15.10.25

Tu Saeta. Adaptación en prosa a la letra de la canción de Supersubmarina. Autores originales: José Marín Torres "Chino", Jaime Gandía Quesada, Juan Carlos Gómez Parrilla y Antonio Jesús Cabrera.


Llevas ya un mes, tal vez dos, instalada en este corazón que, por más que lo mires, no te pertenece. Lo ocupaste con una naturalidad pasmosa, como quien llega a una casa que ha estado siempre abierta, sin pedir permiso, sin anunciarte. Y ahora paseas por sus estancias sin preocuparte del ruido, del desorden que vas dejando atrás, de las ventanas abiertas de par en par por las que se cuela el frío.

No te culpo por completo. Al principio pensé que era cosa mía, una ilusión más, otra vez lo de siempre: el idealismo de creer que el amor se construye con fuegos artificiales y canciones tristes. Pero pronto dejaste claro que no estabas aquí para quedarte. Venías de paso, como esos inquilinos que alquilan por semanas y no se molestan en cambiar el calendario de la pared.

Y desde entonces, me estás golpeando fuerte. No con palabras, ni siquiera con gestos. Con tu ausencia en mitad de tu presencia. Con tu forma de estar sin estar. Con esas cadenas invisibles que arrastras cada noche por el pasillo, cuando todo está en silencio. Las oigo perfectamente. Son las cadenas del desencanto, del desinterés, del hastío. Y vienen hacia mí, sin prisa pero sin pausa, anunciándose como una procesión de espectros.

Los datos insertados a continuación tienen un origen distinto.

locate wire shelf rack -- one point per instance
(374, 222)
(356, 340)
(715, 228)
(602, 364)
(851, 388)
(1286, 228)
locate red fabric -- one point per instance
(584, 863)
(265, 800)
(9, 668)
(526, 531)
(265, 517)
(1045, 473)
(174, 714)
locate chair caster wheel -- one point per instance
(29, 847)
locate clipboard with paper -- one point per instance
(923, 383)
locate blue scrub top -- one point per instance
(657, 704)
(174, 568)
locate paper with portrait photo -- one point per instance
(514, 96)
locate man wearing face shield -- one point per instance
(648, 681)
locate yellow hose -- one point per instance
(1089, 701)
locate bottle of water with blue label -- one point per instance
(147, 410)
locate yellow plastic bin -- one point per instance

Afinas tu arco en Do, como si fueras una arpía antigua sacada de un mito olvidado, y apuntas con deliberada precisión hacia mi pulmón. No basta con herirme en el pecho, no. Vas más allá. Apuntas al lugar exacto donde nace el aire, donde intento aún respirar. No quieres que lo haga. No quieres que me recupere.

Y lo peor es esa calma tuya, ese susurro frío con el que entonas oraciones que sólo entienden los dioses que se alimentan del rencor. Pides mi destrucción. Como si mi dolor pudiera darte alivio, o como si con él pudieras construir un pedestal nuevo para tus ruinas emocionales.

Y mientras tanto, perfumas la escena con jazmín. Ese olor tuyo, que antes me llevaba a la infancia o al deseo, ahora lo inunda todo hasta volverlo irrespirable. Has intoxicado el aire. Has convertido el amor en una sala cerrada sin ventanas. Pobrecito de mí.

A estas alturas, ya me da igual que nos miren. Que nos juzguen. Que dicten sentencia. Que nos pongan etiquetas o diagnósticos. Que digan quién fue el culpable. Porque el daño ya está hecho. Y si algo he aprendido es que en las batallas del alma nadie gana nunca del todo.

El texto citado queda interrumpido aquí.